By Gaurav Shukla

Cyber Risk Insurance

Continuous advancement in technology and hyper-connectedness of users and systems over the internet and social media have transformed business models, deepened existing customer relations and created opportunities for organisations to tap into potentially profitable markets. Whilst these improvements bring success to organisations, they also widen the scope for cyberattacks having serious implications on the working of an organization.

Recently, the infamous cases of cyber attacks such as WannaCry and NotPetya have compelled the organizations to be cognizant of the possible damages caused by notorious software agents and malware. With increased complexity and sophisticated nature of cyber attacks, it is imperative that organisations re-visit their risk management strategy and have risk transfer as one of the important pillars of it. Cyber Insurance is a means that can help organisations transfer the risk against cyber attacks.

Relevance of Cyber Risk Insurance

Cyber Risk Insurance, also referred to as the Cyber Liability Insurance Cover is an insurance product that helps the businesses hedge against the potentially devastating impacts of cyber attacks or cybercrimes. It enables organisations to mitigate the financial eventualities associated with Cyber Risks.

According to a Council of Insurance Agents and Brokers (CIAB) survey, while bigger companies are more likely to buy the insurance coverage, the majority of large organizations are still exposed to the risks associated to cyber attacks. Cyber Insurance products are yet to reach maturity and achieve greater penetration in the market due to lack of a standard mechanism to mitigate specific risks for an organisation, as other insurance domains do. The following figure depicts key challenges that limit cyber insurers’ outreach to the existing and potential buyers.

It is not only insurers that are marred with the lack of data or reliable predictive models to determine the value and viability of the cyber insurance, but the buyers are also equally uncertain about quantifying the risks and associated damages to buy the ‘right’ product(s). This leads to ambiguity on the type of coverage and the value of insurance they might need as well as the cost/ benefit associated with transferring of the risk exposure to insurers.

Cyber risk could be spread over a wide range of coverages—general liability, property, professional liability, business interruption, and crime policies, among other standard coverages. This complicates efforts to assess coverage needs, match policies with exposures, and compare alternatives. It also challenges buyers and their intermediaries to ascertain the best are of coverage for cyber-related expenses such as forensics, notification, credit monitoring, public relations, reputational risk, legal defence and settlement costs, crisis management, recovery costs, and regulatory fines.

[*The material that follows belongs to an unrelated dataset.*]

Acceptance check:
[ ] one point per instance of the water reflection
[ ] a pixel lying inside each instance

In addition, the legal setting remains unclear to resolve any dispute that might arise between the insurer and the buyer. Since there is not much clarity on the law around it, the terms and conditions of an insurance product are yet to be tested and made infallible.

Key considerations for cyber insurance

Organisations must keep in mind a few of the below mentioned key points while dealing with Cyber Insurance

  • Establish the desired scope of cyber insurance coverage before deep diving into discussions with insurers. Conduct risk assessments to identify non-mitigatable risks that require coverage.
  • Thoroughly evaluate the available options of insurers and the policies offered by them. Identified threat vectors must be adequately covered against the evaluated business impact.
  • Identify various threats and attacks for the in-scope environment and estimate the varying costs that may be incurred in each scenario to best assess the required coverage. Consider both immediate as well as long-term impacts of various cyber attacks.
  • Ensure that the policy covers maximum (if not all) possible cyber attack scenarios. Have an in-depth discussion with the underwriter to ensure appropriate coverage. In addition to the assessed risks, the insurance must also address contractual requirements, if any.
  • Ensure the policy language is clear and unambiguous. A small difference in verbiage can lead
    to a failed claim in future.

Conclusion

Clearly, there is a need to embrace cyber insurance as a measure of risk mitigation. However, the potential of cyber insurance as the tool needs to be understood and realized by both the buyers and insurers. Having a holistic cyber risk management programs that span a buyer’s cyber risk lifecycle to complement traditional risk-transfer provisions, augmenting the risk awareness and standardizing the cyber insurance policy language are areas where buyers and insurers will have to work together to maximize the benefits of cyber insurance products.